Bereits seit dem 11. Jahrhundert wurde der Nahe Osten und somit auch Syrien vermehrt von türkischen Stämmen besiedelt. Schon vorher dienten Türken oft als Soldaten in den Armeen arabischer Kalifen und waren in verschiedenen Garnisonen in Syrien stationiert. Im 12. Jahrhundert gerieten der Irak und Syrien unter die Herrschaft der türkischen Zengiden, die nach dem Zusammenbruch des seldschukischen Reiches an die Macht kamen. Die Zengiden wurden von den Ayyubiden und diese zunächst von den Mameluken dann von den Osmanen abgelöst.
Im Laufe der Expansion des Osmanischen Reiches wurde Syrien 1516 unter Sultan Selim I., der die Mameluken in der Schlacht von Marj Dabiq nahe Aleppo besiegte, Teil des Reiches. Während dieser osmanischen Herrschaft wurden weitere türkische Stämme im heutigen Syrien angesiedelt. Gemäß der Siedlungspolitik besetzten die türkischen Siedler wichtige Punkte (Latakia, Aleppo, Homs, Hama) und sollten auf diese Weise unter anderem auch den Pilgerweg nach Mekka beschützen.
Nach dem Russisch-Osmanischen Krieg zwischen 1877 und 1878 und dem Verlust der turkmenischen Gebiete am Kaukasus, siedelten die Osmanen einen Teil der Kriegsflüchtlinge in Syrien unter anderem im Gebiet der Golanhöhen an. Als die Osmanen 1918 im Ersten Weltkrieg unterlagen, wurden ihre arabischen Provinzen vom Reich abgetrennt und Syrien zunächst französisches Mandatsgebiet und später ein unabhängiger Staat.

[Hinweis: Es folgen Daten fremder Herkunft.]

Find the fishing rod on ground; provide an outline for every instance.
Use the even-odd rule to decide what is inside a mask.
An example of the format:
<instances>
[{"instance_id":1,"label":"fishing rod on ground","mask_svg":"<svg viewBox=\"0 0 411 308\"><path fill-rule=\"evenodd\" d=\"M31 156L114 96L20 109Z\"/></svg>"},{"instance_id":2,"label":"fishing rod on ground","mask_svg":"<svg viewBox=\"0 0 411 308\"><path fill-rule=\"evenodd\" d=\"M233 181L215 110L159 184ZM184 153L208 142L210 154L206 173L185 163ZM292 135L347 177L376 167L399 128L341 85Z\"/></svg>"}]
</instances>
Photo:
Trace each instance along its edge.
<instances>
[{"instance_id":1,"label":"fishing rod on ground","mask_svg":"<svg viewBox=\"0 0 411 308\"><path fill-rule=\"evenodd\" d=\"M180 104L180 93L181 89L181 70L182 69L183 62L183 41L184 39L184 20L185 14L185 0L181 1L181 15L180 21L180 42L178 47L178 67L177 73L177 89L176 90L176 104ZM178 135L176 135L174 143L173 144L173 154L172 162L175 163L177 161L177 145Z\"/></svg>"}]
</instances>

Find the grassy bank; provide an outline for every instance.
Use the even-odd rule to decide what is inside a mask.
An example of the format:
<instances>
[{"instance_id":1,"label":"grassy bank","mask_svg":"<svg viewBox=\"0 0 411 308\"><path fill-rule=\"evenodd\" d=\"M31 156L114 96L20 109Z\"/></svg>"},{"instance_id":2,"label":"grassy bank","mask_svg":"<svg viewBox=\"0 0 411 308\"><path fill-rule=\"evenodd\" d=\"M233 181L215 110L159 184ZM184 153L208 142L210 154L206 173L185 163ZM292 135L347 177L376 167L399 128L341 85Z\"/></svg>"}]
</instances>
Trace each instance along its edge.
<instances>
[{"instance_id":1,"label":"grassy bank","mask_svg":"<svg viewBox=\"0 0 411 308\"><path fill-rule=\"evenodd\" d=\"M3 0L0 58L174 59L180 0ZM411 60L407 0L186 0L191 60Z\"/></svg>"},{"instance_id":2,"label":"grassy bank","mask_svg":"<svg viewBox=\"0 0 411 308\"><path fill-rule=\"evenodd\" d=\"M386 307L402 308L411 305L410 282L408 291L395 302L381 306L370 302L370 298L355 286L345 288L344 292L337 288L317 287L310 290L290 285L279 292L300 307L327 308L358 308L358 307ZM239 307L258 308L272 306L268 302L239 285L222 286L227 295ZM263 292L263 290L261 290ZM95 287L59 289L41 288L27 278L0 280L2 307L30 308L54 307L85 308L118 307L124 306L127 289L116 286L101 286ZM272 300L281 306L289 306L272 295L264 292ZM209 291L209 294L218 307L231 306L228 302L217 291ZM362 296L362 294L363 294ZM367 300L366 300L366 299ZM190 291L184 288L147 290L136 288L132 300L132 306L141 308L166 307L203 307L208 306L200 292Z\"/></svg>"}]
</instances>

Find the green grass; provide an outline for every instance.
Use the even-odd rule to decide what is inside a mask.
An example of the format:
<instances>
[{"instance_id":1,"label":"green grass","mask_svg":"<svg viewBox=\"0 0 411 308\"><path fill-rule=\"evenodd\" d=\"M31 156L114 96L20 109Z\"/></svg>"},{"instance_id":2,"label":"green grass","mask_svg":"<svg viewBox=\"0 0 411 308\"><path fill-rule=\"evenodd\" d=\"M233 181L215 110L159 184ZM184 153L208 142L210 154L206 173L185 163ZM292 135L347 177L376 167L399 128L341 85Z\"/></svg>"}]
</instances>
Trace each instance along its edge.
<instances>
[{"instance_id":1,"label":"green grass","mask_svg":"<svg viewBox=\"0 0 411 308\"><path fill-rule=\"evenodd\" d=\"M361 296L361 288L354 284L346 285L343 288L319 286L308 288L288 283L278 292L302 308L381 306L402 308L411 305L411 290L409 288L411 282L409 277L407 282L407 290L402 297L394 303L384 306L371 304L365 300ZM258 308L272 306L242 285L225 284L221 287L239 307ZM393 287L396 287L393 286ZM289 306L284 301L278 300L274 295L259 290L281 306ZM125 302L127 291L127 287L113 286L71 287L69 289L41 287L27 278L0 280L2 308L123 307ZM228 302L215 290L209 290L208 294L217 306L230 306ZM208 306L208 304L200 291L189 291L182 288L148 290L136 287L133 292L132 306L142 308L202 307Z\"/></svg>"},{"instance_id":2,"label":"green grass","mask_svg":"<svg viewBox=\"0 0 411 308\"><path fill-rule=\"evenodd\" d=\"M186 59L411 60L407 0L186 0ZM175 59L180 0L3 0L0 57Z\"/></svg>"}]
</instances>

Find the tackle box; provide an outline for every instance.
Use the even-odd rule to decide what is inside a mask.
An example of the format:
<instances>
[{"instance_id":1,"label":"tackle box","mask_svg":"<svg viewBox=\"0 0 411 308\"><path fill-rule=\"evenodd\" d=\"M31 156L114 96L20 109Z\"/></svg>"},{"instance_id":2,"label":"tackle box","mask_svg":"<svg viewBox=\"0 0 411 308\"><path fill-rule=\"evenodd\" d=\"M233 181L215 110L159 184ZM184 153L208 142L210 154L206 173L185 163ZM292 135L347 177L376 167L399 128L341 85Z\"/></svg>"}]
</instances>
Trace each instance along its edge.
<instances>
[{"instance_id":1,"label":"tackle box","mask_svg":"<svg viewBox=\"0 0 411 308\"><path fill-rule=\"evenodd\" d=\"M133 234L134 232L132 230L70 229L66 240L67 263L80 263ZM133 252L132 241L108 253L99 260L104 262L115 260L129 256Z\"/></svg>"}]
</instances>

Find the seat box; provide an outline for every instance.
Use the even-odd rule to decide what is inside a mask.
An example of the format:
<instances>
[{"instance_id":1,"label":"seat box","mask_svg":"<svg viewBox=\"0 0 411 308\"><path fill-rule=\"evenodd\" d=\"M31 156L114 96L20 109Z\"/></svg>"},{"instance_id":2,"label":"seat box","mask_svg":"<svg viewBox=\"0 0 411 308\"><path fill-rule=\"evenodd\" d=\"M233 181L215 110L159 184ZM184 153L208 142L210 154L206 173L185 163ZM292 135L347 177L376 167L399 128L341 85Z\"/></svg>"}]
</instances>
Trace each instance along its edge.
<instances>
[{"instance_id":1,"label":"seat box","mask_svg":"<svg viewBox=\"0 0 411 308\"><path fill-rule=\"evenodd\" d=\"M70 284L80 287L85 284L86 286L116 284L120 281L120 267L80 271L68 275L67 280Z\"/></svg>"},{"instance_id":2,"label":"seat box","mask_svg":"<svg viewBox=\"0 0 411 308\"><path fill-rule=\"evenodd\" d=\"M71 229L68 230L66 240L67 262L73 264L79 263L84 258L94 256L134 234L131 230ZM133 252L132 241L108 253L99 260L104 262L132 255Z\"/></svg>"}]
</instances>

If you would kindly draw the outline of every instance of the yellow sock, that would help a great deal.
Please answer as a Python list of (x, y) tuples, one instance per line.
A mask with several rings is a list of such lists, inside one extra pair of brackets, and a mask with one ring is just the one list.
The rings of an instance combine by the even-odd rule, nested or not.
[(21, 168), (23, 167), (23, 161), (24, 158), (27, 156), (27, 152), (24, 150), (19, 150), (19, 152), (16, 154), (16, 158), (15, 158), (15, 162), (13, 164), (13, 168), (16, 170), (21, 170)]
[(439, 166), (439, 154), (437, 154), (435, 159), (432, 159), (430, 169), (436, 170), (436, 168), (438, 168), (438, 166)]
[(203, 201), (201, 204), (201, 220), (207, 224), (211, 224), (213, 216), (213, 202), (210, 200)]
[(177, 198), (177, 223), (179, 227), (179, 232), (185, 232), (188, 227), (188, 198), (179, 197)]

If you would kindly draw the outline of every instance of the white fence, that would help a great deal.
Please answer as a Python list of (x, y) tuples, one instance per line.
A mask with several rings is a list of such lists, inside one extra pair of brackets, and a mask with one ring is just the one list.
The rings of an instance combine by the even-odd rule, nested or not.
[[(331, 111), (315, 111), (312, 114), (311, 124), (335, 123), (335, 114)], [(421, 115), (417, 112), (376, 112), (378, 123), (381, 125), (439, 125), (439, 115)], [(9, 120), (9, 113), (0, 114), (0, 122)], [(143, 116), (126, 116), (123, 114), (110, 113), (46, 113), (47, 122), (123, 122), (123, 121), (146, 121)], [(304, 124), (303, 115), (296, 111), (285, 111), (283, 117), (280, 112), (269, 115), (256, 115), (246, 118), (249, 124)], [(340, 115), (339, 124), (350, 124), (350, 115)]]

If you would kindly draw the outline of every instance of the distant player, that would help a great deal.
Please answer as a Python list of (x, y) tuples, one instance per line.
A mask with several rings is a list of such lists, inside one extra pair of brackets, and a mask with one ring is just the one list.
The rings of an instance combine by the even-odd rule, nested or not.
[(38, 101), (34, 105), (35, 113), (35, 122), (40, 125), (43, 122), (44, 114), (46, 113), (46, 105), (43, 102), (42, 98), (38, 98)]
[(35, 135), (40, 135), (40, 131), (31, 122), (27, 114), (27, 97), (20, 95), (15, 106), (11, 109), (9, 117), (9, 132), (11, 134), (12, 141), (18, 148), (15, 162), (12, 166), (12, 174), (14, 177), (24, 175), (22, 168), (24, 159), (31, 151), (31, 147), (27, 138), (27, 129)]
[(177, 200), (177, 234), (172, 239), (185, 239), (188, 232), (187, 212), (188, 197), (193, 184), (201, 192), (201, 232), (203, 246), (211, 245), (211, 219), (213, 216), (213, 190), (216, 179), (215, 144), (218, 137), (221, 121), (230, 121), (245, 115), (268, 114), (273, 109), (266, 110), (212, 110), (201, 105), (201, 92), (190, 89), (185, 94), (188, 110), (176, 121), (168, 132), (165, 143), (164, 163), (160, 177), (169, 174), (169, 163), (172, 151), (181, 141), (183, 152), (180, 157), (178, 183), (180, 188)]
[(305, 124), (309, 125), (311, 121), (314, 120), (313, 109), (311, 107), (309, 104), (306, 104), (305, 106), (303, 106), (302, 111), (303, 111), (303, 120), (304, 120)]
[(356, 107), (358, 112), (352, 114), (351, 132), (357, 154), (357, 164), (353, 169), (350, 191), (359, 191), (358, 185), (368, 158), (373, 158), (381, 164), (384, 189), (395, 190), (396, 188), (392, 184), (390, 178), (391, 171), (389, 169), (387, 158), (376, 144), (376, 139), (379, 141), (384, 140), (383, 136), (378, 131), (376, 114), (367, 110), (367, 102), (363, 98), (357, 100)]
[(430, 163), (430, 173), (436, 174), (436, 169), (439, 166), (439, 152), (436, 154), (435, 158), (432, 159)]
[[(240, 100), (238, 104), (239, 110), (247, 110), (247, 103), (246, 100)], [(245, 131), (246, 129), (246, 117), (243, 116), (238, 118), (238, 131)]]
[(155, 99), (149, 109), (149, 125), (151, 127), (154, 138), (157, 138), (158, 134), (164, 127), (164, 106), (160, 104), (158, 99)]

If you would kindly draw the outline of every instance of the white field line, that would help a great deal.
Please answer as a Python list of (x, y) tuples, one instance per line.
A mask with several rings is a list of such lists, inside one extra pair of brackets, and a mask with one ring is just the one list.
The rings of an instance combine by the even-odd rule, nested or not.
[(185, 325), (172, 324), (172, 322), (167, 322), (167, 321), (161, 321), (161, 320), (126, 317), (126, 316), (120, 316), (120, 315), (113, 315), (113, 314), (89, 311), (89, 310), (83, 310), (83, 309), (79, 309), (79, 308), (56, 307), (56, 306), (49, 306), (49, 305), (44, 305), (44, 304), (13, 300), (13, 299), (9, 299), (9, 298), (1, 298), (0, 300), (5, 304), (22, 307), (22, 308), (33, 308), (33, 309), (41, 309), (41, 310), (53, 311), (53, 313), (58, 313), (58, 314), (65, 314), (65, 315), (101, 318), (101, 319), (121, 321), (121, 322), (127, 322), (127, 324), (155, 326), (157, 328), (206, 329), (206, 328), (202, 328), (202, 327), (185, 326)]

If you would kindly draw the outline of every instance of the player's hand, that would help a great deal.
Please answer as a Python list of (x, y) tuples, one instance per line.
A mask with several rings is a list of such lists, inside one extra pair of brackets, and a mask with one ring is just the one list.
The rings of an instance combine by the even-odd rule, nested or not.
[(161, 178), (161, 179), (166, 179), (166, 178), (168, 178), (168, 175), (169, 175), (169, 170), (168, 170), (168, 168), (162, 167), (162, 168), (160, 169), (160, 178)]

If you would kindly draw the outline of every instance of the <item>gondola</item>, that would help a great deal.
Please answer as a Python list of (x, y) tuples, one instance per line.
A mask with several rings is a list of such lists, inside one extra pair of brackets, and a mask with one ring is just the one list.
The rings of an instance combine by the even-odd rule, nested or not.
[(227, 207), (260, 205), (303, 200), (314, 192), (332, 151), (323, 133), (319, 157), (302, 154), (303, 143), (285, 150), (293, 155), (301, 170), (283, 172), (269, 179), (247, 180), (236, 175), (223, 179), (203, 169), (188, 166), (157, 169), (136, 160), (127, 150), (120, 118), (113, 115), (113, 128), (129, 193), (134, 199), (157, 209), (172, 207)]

Die syrische Regierungen verfolgte über Jahre eine Politik der Arabisierung gegen ihre ethnischen Minderheiten, die unter anderem im Norden an der türkischen Grenze einen "Arabischen Gürtel" etablieren wollte. Turkmenen und Kurden in diesem Gebiet wurden umgesiedelt und sollten so von ihren Verwandten in der Türkei abgeschnitten werden. Ihre Besitzungen gingen auf arabische Siedler über. Neben dieser Politik wurden auch nicht-arabische Ortsnamen umbenannt.
Die turkmenische und die türkische Bevölkerung nahm nach dem Ersten Weltkrieg ab, als die Türken begannen in die neu gegründete Türkei auszuwandern. Türkische Quellen schätzen die Gemeinschaft auf zwischen 750.000 und 1.500.000 Mitglieder. Türkische Medien gingen 2012 sogar von 1,5 Millionen türkisch-sprachigen Turkmenen und 2 Millionen weiteren assimilierten Turkmenen aus.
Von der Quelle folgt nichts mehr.